We introduce a new machine learning framework called self-taught learning for using unlabeled data in supervised classification tasks. This framework does not require that the unlabeled data follow the class labels of the supervised task, or arise from the same generative distribution. Such unlabeled data is often significantly easier to obtain than in previously studied frameworks such as semi-supervised learning. In this thesis, we demonstrate that self-taught learning can be applied successfully to a variety of hard machine learning problems.
The centerpiece of our work is a self-taught learning algorithm based on an optimization problem called "sparse coding." This algorithm uses unlabeled data to learn a new representation for complex, high-dimensional inputs, and then applies supervised learning over this representation. The representation captures higher-level aspects of the input, and significantly improves classification performance on many test domains, including computer vision, audio recognition and text classification. We present efficient sparse coding algorithms for a translation-invariant version of the model, that can be applied to audio and image data. We also generalize the model to a much broader class of inputs, including domains that are hard to handle with previous algorithms, and apply the model to text classification and a robotic perception task. Taken together, these experiments demonstrate that using the self-taught learning framework, machine learning can be applied to much harder problems than previously possible.
These self-taught learning algorithms work best when they are allowed to learn rich models (with millions of parameters) using large amounts of unlabeled data (millions of examples). Unfortunately, with current methods, it can take weeks to learn such rich models. Further, these methods require fast, sequential updates, and with current algorithms, are not conducive to being parallelized on a distributed cluster. To apply self-taught learning to such large-scale problems, we show that graphics processor hardware (available in most modern desktops) can be used to massively parallelize the algorithms. Using a new inherently parallel algorithm, the sparse coding algorithm can be easily implemented on graphics processors, and we show that this can reduce the learning time from about three weeks to a single day.
Finally, we consider self-taught learning methods that learn hierarchical representations using unlabeled data. We develop general principles for unsupervised learning of such hierarchical models using graphics processors, and show that the slow learning algorithms for the popular deep belief network model can be successfully parallelized. This implementation is up to 70 times faster than an optimized CPU implementation, reduces the learning time from weeks to hours, and represents the state-of-the-art in learning large deep belief networks.
|Advisor:||Ng, Andrew Y.|
|School Location:||United States -- California|
|Source:||DAI-B 70/10, Dissertation Abstracts International|
|Subjects:||Artificial intelligence, Computer science|
|Keywords:||Machine learning, Self-taught learning, Semisupervised learning, Unsupervised learning|
Copyright in each Dissertation and Thesis is retained by the author.

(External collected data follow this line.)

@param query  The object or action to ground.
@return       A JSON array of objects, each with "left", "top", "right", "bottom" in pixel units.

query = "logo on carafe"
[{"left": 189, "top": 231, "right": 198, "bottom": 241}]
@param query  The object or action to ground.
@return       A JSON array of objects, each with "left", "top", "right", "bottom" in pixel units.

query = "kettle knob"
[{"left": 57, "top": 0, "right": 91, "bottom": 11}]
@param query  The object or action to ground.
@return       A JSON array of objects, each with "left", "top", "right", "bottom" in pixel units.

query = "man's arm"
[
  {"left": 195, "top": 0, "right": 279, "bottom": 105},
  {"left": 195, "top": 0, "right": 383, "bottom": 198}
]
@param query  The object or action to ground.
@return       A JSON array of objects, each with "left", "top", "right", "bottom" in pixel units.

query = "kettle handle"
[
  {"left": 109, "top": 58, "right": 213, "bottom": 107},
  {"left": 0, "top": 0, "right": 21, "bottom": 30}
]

All Rights Reserved
The supplemental file or files you are about to download were provided to ProQuest by the author as part of a
dissertation or thesis. The supplemental files are provided "AS IS" without warranty. ProQuest is not responsible for the
content, format or impact on the supplemental file(s) on our system. in some cases, the file type may be unknown or
may be a .exe file. We recommend caution as you open such files.
Copyright of the original materials contained in the supplemental file is retained by the author and your access to the
supplemental files is subject to the ProQuest Terms and Conditions of use.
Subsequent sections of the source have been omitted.